Unlike structured delivery networks, operating under long-term partnerships and contracts, agility is where couriers deliver true value - and their ability to deftly solve last-mile fulfilment has most acutely been felt during the pandemic. For the billions of people around the world forced to stay at home to protect themselves and their communities from the spreading COVID-19 virus, couriers have been a constant. They may have been the only knock at the door some people experienced for weeks or months at a time. 

But the last-mile has been uprooted by a boom in ecommerce, a shift that has been most apparent in the UK, US, China and Japan, according to the Global Parcel Delivery Market Insight Report 2021 by Apex Insight. These are markets with dominant economies and populations used to running their lives with a tap of a screen or double-click of a mouse. 

“Getting last mile delivery right has long been a challenge for retailers,” says Kees Jacobs, Vice President, Consumer Goods and Retail at Capgemini. “In 2019, 97% of retail organisations felt their last-mile delivery models were not sustainable for full-scale implementation across all locations. Despite increasing demand from customers, companies were struggling to make the last mile profitable and efficient.”

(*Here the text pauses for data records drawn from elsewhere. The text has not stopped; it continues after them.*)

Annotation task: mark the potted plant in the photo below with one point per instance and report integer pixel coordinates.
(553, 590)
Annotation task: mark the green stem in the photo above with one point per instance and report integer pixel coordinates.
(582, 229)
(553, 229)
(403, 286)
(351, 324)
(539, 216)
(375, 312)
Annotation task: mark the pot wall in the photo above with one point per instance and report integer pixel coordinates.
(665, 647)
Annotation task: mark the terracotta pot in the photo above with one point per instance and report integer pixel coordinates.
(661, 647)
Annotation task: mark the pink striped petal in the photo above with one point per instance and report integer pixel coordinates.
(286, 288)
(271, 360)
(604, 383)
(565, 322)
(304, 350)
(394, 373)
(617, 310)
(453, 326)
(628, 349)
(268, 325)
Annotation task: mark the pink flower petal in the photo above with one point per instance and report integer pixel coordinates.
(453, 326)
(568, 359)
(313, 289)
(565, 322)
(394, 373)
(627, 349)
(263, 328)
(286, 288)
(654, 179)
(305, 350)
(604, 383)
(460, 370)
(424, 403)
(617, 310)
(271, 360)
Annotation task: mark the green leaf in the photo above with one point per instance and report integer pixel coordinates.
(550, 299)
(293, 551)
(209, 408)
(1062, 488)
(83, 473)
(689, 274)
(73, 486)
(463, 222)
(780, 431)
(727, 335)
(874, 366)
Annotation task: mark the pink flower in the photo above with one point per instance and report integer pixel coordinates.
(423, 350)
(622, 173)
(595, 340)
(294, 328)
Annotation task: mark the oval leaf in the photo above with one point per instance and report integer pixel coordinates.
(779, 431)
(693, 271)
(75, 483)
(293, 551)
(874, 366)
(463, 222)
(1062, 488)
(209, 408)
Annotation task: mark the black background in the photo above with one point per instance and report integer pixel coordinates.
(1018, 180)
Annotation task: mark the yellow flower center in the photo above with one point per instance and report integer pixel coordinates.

Jacobs says that the pandemic alleviated some of these stresses in the short term. With no other option, consumers were understanding and tolerant, if not entirely happy, with longer delivery times and less transparent tracking. “But, as extremely high delivery demand continues to be normal, customers will expect brands to contract their delivery times,” he adds. 

Last mile's role in ESG

Demand and volume weren’t the only things that have changed during the pandemic - businesses looked closer to home and as a result became more sustainable. Bricks and mortar stores were transformed from mini-showrooms to quasi-fulfilment centres. Online retailers and other businesses sought local solutions to ship more faster. In densely populated London, UK alone, Accenture found that delivery van emissions dropped by 17%, while Chicago, USA and Sydney, Australia saw similar emissions savings.